Tells the model to only answer from the provided reviews.
Politely refuse if no relevant answer exists.
Avoids adding outside information or links.

Common Issues in RAG Systems and Their Solutions:

1. Model Gives Wrong Answers

Problem:
Model replies even when the answer isn’t in the documents.

Solution:

Use a clear system prompt like: “Only answer using provided documents; say ‘I don’t know’ otherwise.”
Clean your documents to remove junk or outdated info.

2. Bad Chunking or Retrieval

Problem:
Chunks are too big/small, or irrelevant documents are retrieved.

Solution:

Use smaller chunk sizes (e.g., 200–300 tokens).
Tune top-k (e.g., top 3 or 5) to fetch better matching chunks.

3. Conflicting or Noisy Data

Problem:
Inconsistent documents confuse the model.

Solution:

Review and clean your data.
Remove or rewrite contradicting statements.

4. Wrong Output Format

Problem:
Model responds in the wrong format (e.g., paragraph instead of JSON).

Solution:

Prompt clearly: “Respond in bullet points/JSON format.”
Use a parser in your code to extract what you need.

5. Slow Indexing with Large Files

Problem:
Indexing too many files one by one is slow.

Solution:

Use parallel indexing: split into containers, run multiple indexers, then combine results.
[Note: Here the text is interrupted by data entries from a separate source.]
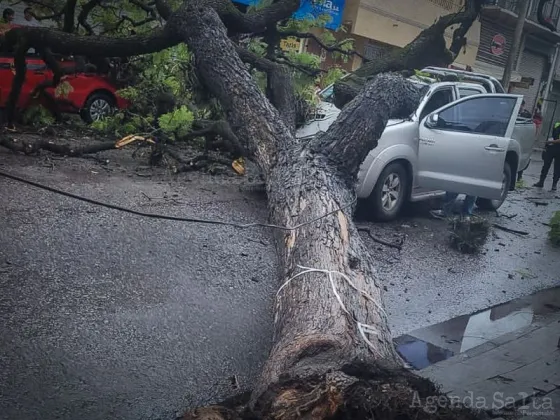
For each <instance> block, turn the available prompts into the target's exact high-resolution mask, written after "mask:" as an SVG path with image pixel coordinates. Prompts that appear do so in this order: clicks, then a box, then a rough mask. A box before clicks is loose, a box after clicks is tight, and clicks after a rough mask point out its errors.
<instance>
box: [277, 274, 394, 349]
mask: <svg viewBox="0 0 560 420" xmlns="http://www.w3.org/2000/svg"><path fill="white" fill-rule="evenodd" d="M297 268H299V269H300V270H302V271H300V272H299V273H297V274H295V275H294V276H292V277H290V278H289V279H288V280H286V282H285V283H284V284H282V286H280V288H279V289H278V291H277V292H276V297H277V298H278V297H279V295H280V292H281V291H282V290H283V289H284V288H285V287H286V286H287V285H288V284H290V283H291V282H292V280H295V279H296V278H298V277H300V276H303V275H304V274H309V273H322V274H326V275H327V278H328V280H329V283H330V284H331V288H332V291H333V293H334V296H335V298H336V300H337V301H338V303H339V305H340V307H341V308H342V310H343V311H344V312H345V313H346V314H348V315H349V316H350V317H352V319H353V320H354V321H355V322H356V325H357V328H358V332H359V333H360V336H361V337H362V339H363V340H364V342H365V343H366V344H367V346H368V347H369V349H370V350H371V351H372V353H374V354H376V353H378V352H377V351H376V348H375V346H374V344H373V343H372V342H371V341H370V340H369V338H368V337H367V335H368V334H373V335H379V331H378V330H377V328H375V327H374V326H372V325H368V324H364V323H363V322H360V321H358V320H357V319H356V317H355V316H354V315H353V314H351V313H350V311H349V310H348V309H347V308H346V305H344V302H343V301H342V297H341V296H340V293H339V292H338V289H337V287H336V284H335V281H334V279H335V276H340V278H342V279H343V280H345V281H346V283H347V284H348V285H349V286H350V287H351V288H352V289H354V290H355V291H356V292H358V293H359V294H360V295H362V296H363V297H364V298H366V300H368V301H370V302H371V303H373V304H374V305H375V307H376V308H377V309H378V310H379V311H380V312H381V314H382V315H383V317H385V319H387V313H386V312H385V309H383V307H382V306H381V304H380V303H379V302H377V300H375V299H374V298H373V297H372V296H371V295H370V294H369V293H368V292H366V291H365V290H363V289H360V288H358V287H357V286H356V284H355V283H354V282H353V281H352V280H351V279H350V277H349V276H348V275H346V274H344V273H341V272H340V271H336V270H325V269H320V268H311V267H304V266H301V265H298V266H297Z"/></svg>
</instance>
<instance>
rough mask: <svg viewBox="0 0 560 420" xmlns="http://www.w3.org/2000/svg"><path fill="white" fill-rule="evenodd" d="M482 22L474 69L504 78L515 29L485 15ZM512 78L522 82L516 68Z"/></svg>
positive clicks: (514, 79)
mask: <svg viewBox="0 0 560 420" xmlns="http://www.w3.org/2000/svg"><path fill="white" fill-rule="evenodd" d="M480 23H481V25H480V45H479V47H478V52H477V54H476V61H475V63H474V66H473V70H474V71H475V72H477V73H484V74H488V75H489V76H492V77H495V78H496V79H498V80H502V78H503V76H504V68H505V65H506V62H507V60H508V56H509V53H510V51H511V45H512V42H513V33H514V29H513V28H511V27H509V26H505V25H501V24H498V23H496V22H494V21H493V20H491V19H488V18H484V17H483V18H482V19H481V20H480ZM510 80H511V82H514V83H516V82H520V81H521V75H520V74H519V73H518V72H516V71H515V70H514V71H512V75H511V79H510Z"/></svg>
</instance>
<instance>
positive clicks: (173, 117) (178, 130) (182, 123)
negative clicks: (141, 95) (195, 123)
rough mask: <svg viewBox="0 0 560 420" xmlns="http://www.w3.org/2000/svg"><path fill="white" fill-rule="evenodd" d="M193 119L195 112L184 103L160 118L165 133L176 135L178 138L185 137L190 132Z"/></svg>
mask: <svg viewBox="0 0 560 420" xmlns="http://www.w3.org/2000/svg"><path fill="white" fill-rule="evenodd" d="M193 121H194V115H193V113H192V112H191V111H190V110H189V109H188V108H187V107H186V106H184V105H183V106H181V107H180V108H178V109H176V110H174V111H172V112H169V113H167V114H163V115H161V116H160V117H159V118H158V123H159V127H160V128H161V130H162V131H163V132H164V133H165V134H167V135H174V136H176V137H177V138H180V137H184V136H185V135H187V134H188V133H189V131H190V129H191V127H192V122H193Z"/></svg>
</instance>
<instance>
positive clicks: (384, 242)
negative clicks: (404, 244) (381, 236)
mask: <svg viewBox="0 0 560 420" xmlns="http://www.w3.org/2000/svg"><path fill="white" fill-rule="evenodd" d="M357 228H358V232H366V233H367V234H368V236H369V237H370V238H371V240H372V241H374V242H377V243H378V244H381V245H385V246H388V247H390V248H396V249H398V250H399V251H400V250H402V247H403V240H402V238H401V240H400V241H399V242H389V241H386V240H384V239H381V238H379V237H377V236H375V235H374V234H373V233H372V231H371V229H370V228H368V227H365V226H357Z"/></svg>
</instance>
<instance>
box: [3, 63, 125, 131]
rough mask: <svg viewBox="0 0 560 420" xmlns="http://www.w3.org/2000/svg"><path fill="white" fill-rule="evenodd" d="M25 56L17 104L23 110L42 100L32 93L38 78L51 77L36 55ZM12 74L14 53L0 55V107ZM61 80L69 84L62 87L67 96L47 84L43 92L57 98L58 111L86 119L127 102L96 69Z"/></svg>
mask: <svg viewBox="0 0 560 420" xmlns="http://www.w3.org/2000/svg"><path fill="white" fill-rule="evenodd" d="M26 60H27V75H26V78H25V83H24V85H23V87H22V90H21V94H20V96H19V101H18V104H17V107H18V109H19V110H24V109H26V108H28V107H29V106H30V105H31V104H33V103H37V101H41V99H36V98H34V97H33V96H34V95H33V93H34V92H35V88H36V87H37V86H38V85H39V84H40V83H41V82H45V81H48V80H52V78H53V72H52V71H51V70H50V69H48V68H47V66H46V64H45V62H44V61H43V60H41V59H40V58H39V57H37V56H33V55H29V56H28V57H27V58H26ZM60 63H61V66H73V65H74V63H73V62H72V61H62V60H61V62H60ZM14 75H15V69H14V59H13V56H9V55H6V54H4V55H0V108H5V107H6V103H7V101H8V96H9V94H10V91H11V89H12V80H13V79H14ZM62 82H67V83H68V84H69V85H70V88H66V89H64V91H65V93H67V96H64V95H62V96H58V97H57V95H55V89H54V88H46V89H45V93H46V94H47V95H49V96H50V97H51V98H52V99H54V100H55V101H56V103H57V105H58V109H59V110H60V111H61V112H69V113H79V114H80V116H81V117H82V119H83V120H84V121H85V122H87V123H91V122H93V121H97V120H99V119H100V118H103V117H105V116H107V115H110V113H111V112H112V111H113V110H114V109H115V108H118V109H122V108H126V107H127V106H128V102H127V101H126V100H125V99H123V98H121V97H119V96H118V95H117V93H116V92H117V89H118V88H117V87H116V86H115V85H114V84H113V83H112V82H111V81H110V79H109V77H108V76H104V75H99V74H95V73H73V74H69V75H66V76H63V78H62ZM62 82H61V83H62Z"/></svg>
6. Trouble Extracting from PDFs or Tables

Problem:
Important data is inside PDFs, tables, or scanned docs.

Solution:

Use Azure AI Search for PDFs and basic unstructured docs.
Use Document Intelligence or Form Recognizer for complex layouts.

7. Security Risks

Problem:
API keys, data, and access controls may be exposed.

Solution:

Store secrets in Azure Key Vault.
Use RBAC, MFA, and Private Endpoints to secure access.

Conclusion

Building a RAG (Retrieval Augmented Generation) system might sound technical, but with Azure’s tools, it becomes much more approachable even for beginners. We’ve walked through how vector embeddings work, how Azure AI Search finds relevant content, how to solve common problems, and how to tie it all together using GPT.
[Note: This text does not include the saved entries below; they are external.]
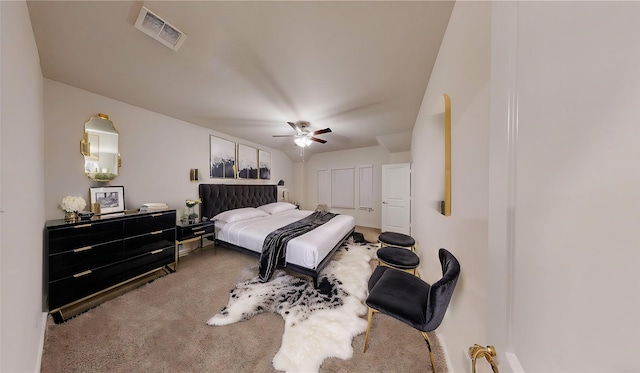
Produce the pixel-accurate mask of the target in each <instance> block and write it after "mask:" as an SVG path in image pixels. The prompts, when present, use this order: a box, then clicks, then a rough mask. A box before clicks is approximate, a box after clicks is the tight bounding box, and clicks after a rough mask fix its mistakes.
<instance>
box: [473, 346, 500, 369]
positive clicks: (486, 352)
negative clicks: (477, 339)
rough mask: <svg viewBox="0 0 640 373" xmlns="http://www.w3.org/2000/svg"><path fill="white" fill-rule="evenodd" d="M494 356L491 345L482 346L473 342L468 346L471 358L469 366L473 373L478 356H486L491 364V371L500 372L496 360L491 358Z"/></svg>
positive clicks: (494, 354)
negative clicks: (470, 346) (470, 366)
mask: <svg viewBox="0 0 640 373" xmlns="http://www.w3.org/2000/svg"><path fill="white" fill-rule="evenodd" d="M495 356H496V349H495V347H493V346H487V347H482V346H480V345H479V344H477V343H476V344H474V345H473V346H471V347H469V357H470V358H471V366H472V370H473V373H476V363H477V362H478V358H482V357H484V358H486V359H487V361H488V362H489V364H491V369H492V370H493V373H500V372H499V371H498V365H497V364H496V361H495V360H494V359H493V358H494V357H495Z"/></svg>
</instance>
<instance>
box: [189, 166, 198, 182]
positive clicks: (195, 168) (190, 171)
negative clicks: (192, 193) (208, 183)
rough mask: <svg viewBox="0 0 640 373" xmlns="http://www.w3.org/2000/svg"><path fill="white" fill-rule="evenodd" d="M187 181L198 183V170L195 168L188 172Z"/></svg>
mask: <svg viewBox="0 0 640 373" xmlns="http://www.w3.org/2000/svg"><path fill="white" fill-rule="evenodd" d="M189 180H191V181H198V180H199V176H198V169H197V168H192V169H190V170H189Z"/></svg>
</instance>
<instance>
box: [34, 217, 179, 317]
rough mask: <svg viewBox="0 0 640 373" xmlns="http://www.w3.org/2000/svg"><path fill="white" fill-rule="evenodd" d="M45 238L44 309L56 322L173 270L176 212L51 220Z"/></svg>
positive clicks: (44, 249) (167, 273) (175, 229)
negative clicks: (47, 312)
mask: <svg viewBox="0 0 640 373" xmlns="http://www.w3.org/2000/svg"><path fill="white" fill-rule="evenodd" d="M44 236H45V237H44V281H45V284H44V286H45V289H44V291H45V297H44V299H45V304H46V306H45V307H47V309H48V311H49V312H50V313H51V314H52V315H53V319H54V321H55V322H56V323H60V322H63V321H65V320H66V319H68V318H70V317H73V316H75V315H77V314H78V313H80V312H84V311H86V310H87V309H89V308H91V307H94V306H96V305H97V304H99V303H102V302H104V301H105V300H108V299H111V298H113V297H115V296H118V295H120V294H122V293H124V292H126V291H128V290H131V289H133V288H135V287H137V286H139V285H142V284H144V283H147V282H149V281H152V280H154V279H156V278H158V277H161V276H164V275H166V274H168V273H171V272H173V271H174V270H175V268H176V251H175V239H176V211H175V210H167V211H161V212H147V213H140V212H134V213H127V214H124V213H122V214H115V215H113V214H111V215H103V216H100V217H94V218H92V219H91V220H83V221H79V222H76V223H66V222H65V221H64V220H62V219H61V220H50V221H48V222H47V224H46V227H45V233H44Z"/></svg>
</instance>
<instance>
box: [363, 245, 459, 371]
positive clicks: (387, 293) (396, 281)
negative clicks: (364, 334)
mask: <svg viewBox="0 0 640 373" xmlns="http://www.w3.org/2000/svg"><path fill="white" fill-rule="evenodd" d="M438 256H439V258H440V264H441V266H442V278H441V279H440V280H438V281H437V282H436V283H434V284H433V285H429V284H428V283H426V282H425V281H423V280H422V279H420V278H418V277H416V276H414V275H412V274H409V273H407V272H404V271H401V270H398V269H395V268H391V267H385V266H378V267H377V268H376V269H375V271H374V272H373V274H371V277H370V278H369V296H368V297H367V300H366V303H367V306H369V315H368V325H367V332H366V334H365V339H364V351H365V352H366V351H367V348H368V346H369V332H370V330H371V319H372V317H373V313H374V312H381V313H384V314H386V315H389V316H391V317H393V318H395V319H398V320H400V321H402V322H404V323H406V324H408V325H410V326H412V327H413V328H415V329H418V330H419V331H420V332H421V333H422V336H423V337H424V340H425V342H426V343H427V347H428V348H429V358H430V359H431V366H432V368H433V371H434V373H435V372H436V365H435V359H434V356H433V351H432V348H431V341H430V340H429V336H428V335H427V332H431V331H434V330H435V329H436V328H438V326H440V323H441V322H442V319H443V318H444V314H445V313H446V311H447V307H448V306H449V301H450V300H451V296H452V295H453V290H454V289H455V287H456V283H457V282H458V277H459V276H460V263H459V262H458V260H457V259H456V258H455V257H454V256H453V254H451V253H450V252H449V251H447V250H445V249H440V250H439V252H438Z"/></svg>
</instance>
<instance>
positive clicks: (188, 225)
mask: <svg viewBox="0 0 640 373" xmlns="http://www.w3.org/2000/svg"><path fill="white" fill-rule="evenodd" d="M205 237H207V238H210V239H212V240H213V241H214V242H215V240H216V222H215V220H207V221H200V222H196V223H188V222H183V221H179V222H178V223H177V224H176V264H177V263H178V257H180V255H181V254H180V253H179V252H178V250H179V245H180V244H185V243H189V242H195V241H200V246H199V247H197V248H195V249H194V250H197V249H200V248H202V247H203V246H204V244H203V239H204V238H205ZM185 254H186V253H182V255H185Z"/></svg>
Once you understand the flow, everything starts making sense and you realize you don’t need to be a data scientist to make it work.

The Key Takeaway

First, make sure your content is well-prepared, clean documents, meaningful text, and useful information.
Generate vector embeddings so the AI can understand the deeper meaning behind words and phrases.
Set up Azure AI Search to store your documents and their embeddings, allowing quick and smart retrieval.
Fix problems as they come up like inaccurate answers or indexing issues by refining your documents and configuration.
Finally, connect everything with the GPT model using the Chat Completions API so your AI can respond with context-aware answers.